After several days of intense media scrutiny and a wide range of reactions throughout baseball, the Sosa situation took a back seat to a historic game. Fans reportedly paid brokers more than $1,000 for box seats because it was the Yankees' first appearance at Wrigley since the 1938 World Series.

The three-game series continues today with Yankee right-hander Roger Clemens seeking his 300th victory. Sosa, who went one for four and made a diving catch Friday, again will play.

The appeal should be heard within a week. Sosa, who said he inadvertently used a cork-filled batting practice bat, does not expect the suspension to be overturned but is hopeful it might be reduced.

A piece of cork was found just above the handle in Sosa's bat Tuesday when it shattered after he grounded out in the first inning of the Cubs' 3-2 victory over Tampa Bay. Sosa said it was a batting practice bat that he grabbed by accident.

Bob Watson, baseball's vice president in charge of discipline, met with Cub General Manager Jim Hendry, President Andy MacPhail, Manager Dusty Baker and clubhouse manager Tom Hellmann on Thursday, but did not talk to Sosa.

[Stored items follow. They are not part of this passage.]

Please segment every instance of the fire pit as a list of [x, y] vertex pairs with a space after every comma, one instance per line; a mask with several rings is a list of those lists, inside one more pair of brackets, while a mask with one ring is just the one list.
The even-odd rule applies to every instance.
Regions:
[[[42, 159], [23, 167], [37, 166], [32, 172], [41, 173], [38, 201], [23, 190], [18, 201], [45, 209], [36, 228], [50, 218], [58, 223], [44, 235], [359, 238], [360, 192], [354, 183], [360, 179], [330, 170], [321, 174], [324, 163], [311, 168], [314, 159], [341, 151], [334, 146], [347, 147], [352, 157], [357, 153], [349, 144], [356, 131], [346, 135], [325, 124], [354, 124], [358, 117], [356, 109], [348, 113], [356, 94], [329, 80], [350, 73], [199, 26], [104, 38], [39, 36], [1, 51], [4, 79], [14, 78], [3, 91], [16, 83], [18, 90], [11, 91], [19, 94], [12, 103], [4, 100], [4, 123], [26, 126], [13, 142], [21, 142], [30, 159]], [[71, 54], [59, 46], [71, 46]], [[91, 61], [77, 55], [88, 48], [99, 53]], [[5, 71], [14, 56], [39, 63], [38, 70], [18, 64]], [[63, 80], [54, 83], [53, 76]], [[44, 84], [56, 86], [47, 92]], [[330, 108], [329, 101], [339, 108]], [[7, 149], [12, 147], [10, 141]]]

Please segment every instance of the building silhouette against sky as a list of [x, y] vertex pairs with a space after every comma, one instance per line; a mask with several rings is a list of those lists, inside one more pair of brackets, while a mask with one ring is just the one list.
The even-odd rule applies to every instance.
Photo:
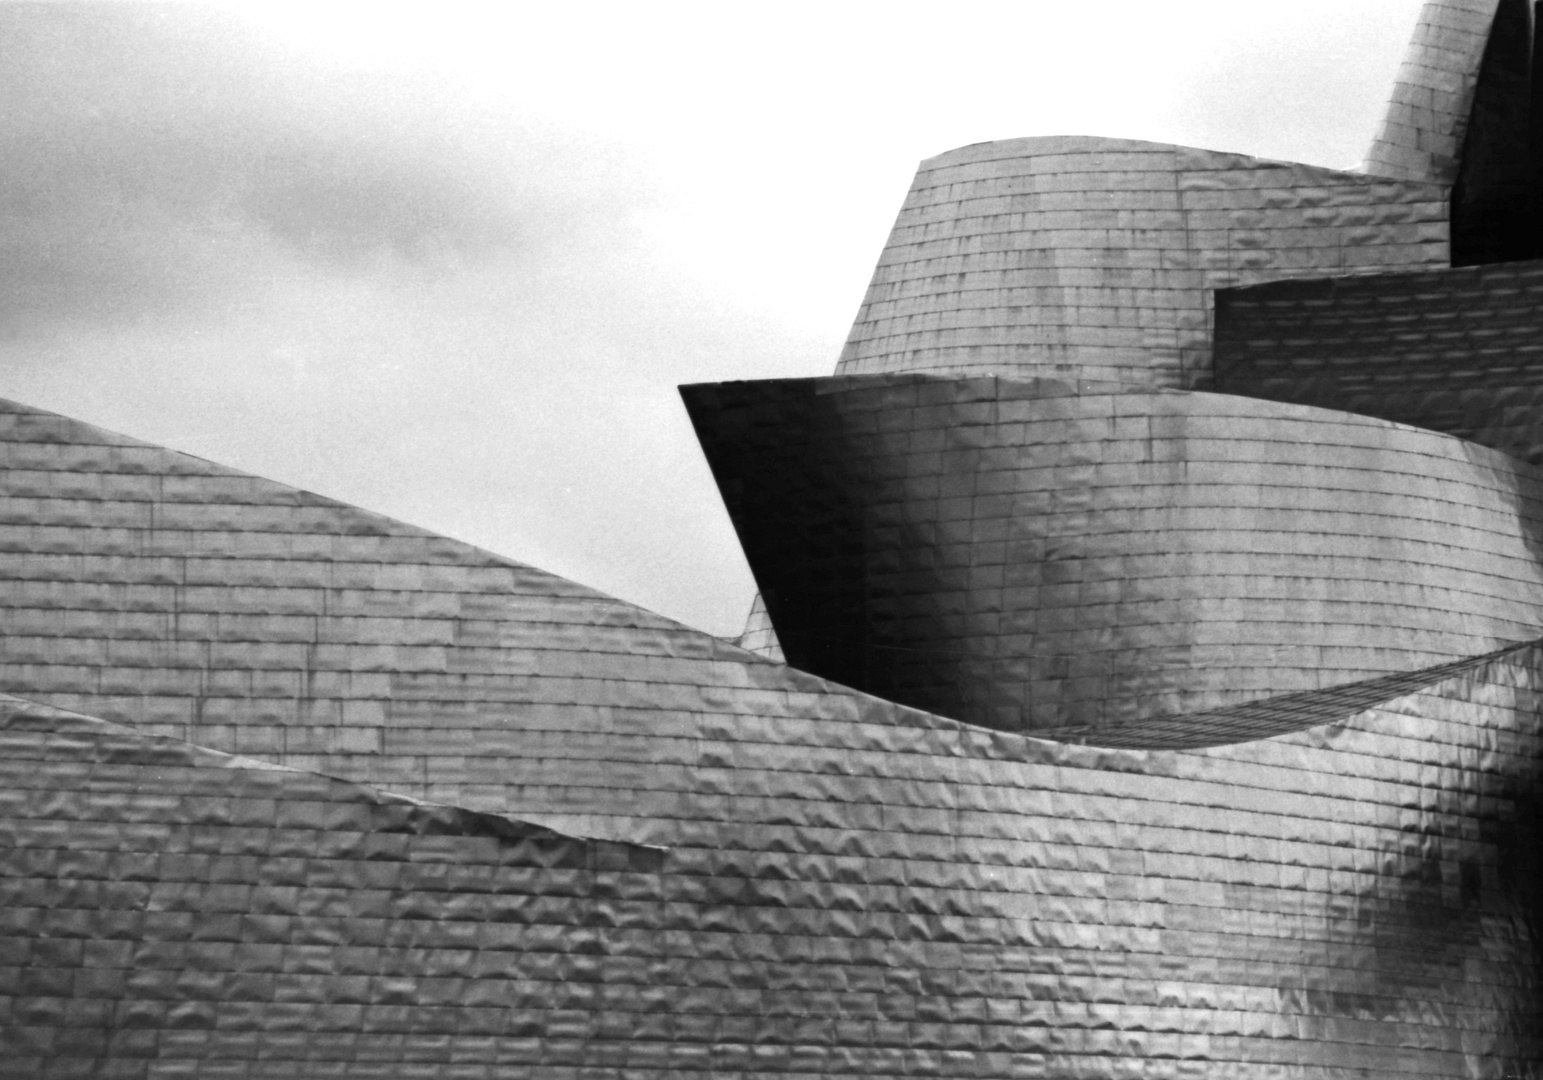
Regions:
[[0, 1074], [1543, 1076], [1534, 24], [924, 162], [683, 390], [754, 651], [5, 405]]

Sosa said he was not angry that Watson did not contact him. Baker, however, went to bat for his slugger, who has 505 career home runs.

"He is being treated like a criminal," Baker told reporters in Chicago. "The act was a crime as far as baseball is concerned, but I wish they would treat it as a misdemeanor instead of a felony. He was wrong with the one bat, a bad decision.

"It wouldn't be such big news if it wasn't Sammy. Sammy is a mega-player. I haven't seen this many cameras since the World Series. There were more people surrounding the clubhouse than the Unabomber's house."

Others, including the manager in the visitors' dugout, did not share Baker's view.

"My feeling is whether he's completely cleared or not, the jokes will continue," Yankee Manager Joe Torre said. "Every time he hits one a long way, everybody will scratch their heads. I think that's bad with what he's done in this game."

The suspension is in line with the punishment handed down to other players who have used corked bats. In his appeal, Sosa is expected to point out that no cork was found in any of his 81 bats that were checked in recent days.

Still, skepticism persists. So does ridicule. The triple-A Omaha Royals gave away corked mini-bats to the first 1,000 fans Friday night. And Arizona Diamondback first baseman Mark Grace, a longtime Cub teammate of Sosa, taped a long cork to a bat after batting practice Wednesday in Phoenix.

"Hey guys, this is my bat," Grace said jokingly. "I didn't know it was corked, I didn't know it was corked."

Sosa and Grace did not get along well when they were teammates, and Sosa did not appreciate the attempt at humor. "You have to understand that good people don't do that," Sosa told the Chicago Sun-Times.

In Boston, Red Sox pitcher Pedro Martinez intimated that racial bias is the reason his Dominican countryman is being criticized.

"If it was [Mark] McGwire, it would still be a big deal, but not like this," he said. "We might be Latin and minorities, but we're not dumb. We see everything that happens."

Associated Press and Tribune Newspapers contributed to this report. The Chicago Cubs and the Los Angeles Times are both owned by the Tribune Company.

*

Hollow Truth

A look at the players suspended and length of time served for corked bats:

2003 -- Sammy Sosa, Chicago Cubs, 8 games

1997 -- Wilton Guerrero, Dodgers, 8 games

1996 -- Chris Sabo, Cincinnati, 7 games

1994 -- Albert Belle, Cleveland, 10 games

1987 -- Billy Hatcher, Houston, 10 games

1974 -- Graig Nettles*, N.Y. Yankees, no suspension

* Nettles, after hitting a broken-bat single against Detroit, was caught having superballs in his bat. He said the bat was given to him by a Yankee fan in Chicago and he picked it up by mistake.